Disney has unveiled plans for its online storage service, called 'Keychest', that will give users access to the studio's movies and TV shows online, offering an alternative to DVDs and Blu-rays. Using Keychest, consumers would purchase access rights to a film or TV show, rather than have physical ownership of material on a disc.

Disney hopes the technology will be deployed before the end of 2010. KeyChest will let consumers buy films or television shows from various distributors, store them on remote servers, and play them on multiple platforms ranging from TVs to computers and phones. Disney said it plans to roll-out KeyChest for both the U.S. and the international market, and that it will soon announce partners who will participate in the program.

07/01/2010

Disney said negotiations with content distributors, cable companies and telecommunications services have been ongoing for several months.

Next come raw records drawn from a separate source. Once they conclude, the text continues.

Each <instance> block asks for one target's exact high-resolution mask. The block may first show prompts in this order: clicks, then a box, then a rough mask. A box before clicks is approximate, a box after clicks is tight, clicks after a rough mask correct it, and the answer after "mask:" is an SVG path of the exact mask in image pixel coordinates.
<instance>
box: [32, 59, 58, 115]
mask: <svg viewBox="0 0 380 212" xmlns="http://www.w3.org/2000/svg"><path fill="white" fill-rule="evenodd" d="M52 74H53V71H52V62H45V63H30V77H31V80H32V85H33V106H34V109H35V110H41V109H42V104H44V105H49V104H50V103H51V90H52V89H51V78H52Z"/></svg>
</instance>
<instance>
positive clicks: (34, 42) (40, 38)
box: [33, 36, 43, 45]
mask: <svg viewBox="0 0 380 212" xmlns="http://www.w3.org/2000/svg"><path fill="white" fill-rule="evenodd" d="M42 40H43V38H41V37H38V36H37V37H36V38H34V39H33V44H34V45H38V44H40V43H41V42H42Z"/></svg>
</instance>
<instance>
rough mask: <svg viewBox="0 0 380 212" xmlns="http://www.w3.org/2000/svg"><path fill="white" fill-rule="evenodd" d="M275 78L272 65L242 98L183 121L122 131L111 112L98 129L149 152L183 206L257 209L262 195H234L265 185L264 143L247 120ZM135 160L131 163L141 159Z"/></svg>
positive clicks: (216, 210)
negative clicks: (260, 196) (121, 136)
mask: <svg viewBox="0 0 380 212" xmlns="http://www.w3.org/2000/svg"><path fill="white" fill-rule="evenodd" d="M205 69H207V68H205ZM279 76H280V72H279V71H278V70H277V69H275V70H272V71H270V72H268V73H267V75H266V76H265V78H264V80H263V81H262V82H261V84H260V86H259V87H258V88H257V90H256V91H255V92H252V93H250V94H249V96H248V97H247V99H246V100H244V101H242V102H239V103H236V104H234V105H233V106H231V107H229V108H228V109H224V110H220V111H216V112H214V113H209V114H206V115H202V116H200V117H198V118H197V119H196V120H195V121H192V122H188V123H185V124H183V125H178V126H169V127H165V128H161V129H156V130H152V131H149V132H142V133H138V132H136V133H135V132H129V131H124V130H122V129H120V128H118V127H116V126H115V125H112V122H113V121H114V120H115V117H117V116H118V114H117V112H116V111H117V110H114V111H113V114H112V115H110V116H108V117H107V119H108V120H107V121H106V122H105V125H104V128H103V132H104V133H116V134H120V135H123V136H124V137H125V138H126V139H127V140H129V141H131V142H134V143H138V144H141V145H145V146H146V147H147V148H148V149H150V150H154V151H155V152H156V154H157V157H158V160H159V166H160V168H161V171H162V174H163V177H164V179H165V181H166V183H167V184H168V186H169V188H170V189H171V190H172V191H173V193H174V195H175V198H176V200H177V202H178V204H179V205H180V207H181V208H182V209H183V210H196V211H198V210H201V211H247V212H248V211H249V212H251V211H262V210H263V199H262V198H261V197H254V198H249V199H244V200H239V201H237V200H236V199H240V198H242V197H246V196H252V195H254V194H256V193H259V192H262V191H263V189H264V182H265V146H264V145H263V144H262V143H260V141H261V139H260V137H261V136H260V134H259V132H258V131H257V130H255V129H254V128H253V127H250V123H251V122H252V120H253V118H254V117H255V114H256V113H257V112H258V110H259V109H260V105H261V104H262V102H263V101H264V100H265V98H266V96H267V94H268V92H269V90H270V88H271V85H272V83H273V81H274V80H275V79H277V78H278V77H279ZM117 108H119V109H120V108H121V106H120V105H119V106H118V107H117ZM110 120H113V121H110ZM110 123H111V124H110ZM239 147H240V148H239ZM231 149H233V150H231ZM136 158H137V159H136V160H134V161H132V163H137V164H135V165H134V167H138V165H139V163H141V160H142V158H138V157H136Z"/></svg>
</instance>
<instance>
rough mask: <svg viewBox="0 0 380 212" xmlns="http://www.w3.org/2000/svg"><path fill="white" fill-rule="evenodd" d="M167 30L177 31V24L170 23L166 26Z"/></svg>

The company also said a third-party company will operate KeyChest, and that it expects other studios to make their content available through the authenticating technology Disney has developed.

The company said Keychest is not intended as a Disney-only venture.

"The idea is to have all the movies consumers want to buy available in this way," said Kelly Summers, vice president of digital distribution at Disney, on Tuesday in a briefing about KeyChest. "If it's Disney only, there really isn't much value here," she said.

Summers stressed that KeyChest will not be a service that consumers access directly.

Rather, Disney envisions KeyChest as a program that retailers can tap into to verify that consumers have already purchased the right to access a movie, and then make that movie available to the consumer across different devices.
The move comes as the entertainment industry looks to boost revenues amid falling DVD sales, which have dropped up to a quarter at some studios.

Time Warner has been exploring a similar concept, which it has dubbed TV Everywhere; this also involves users paying a subscription to view its content on different devices.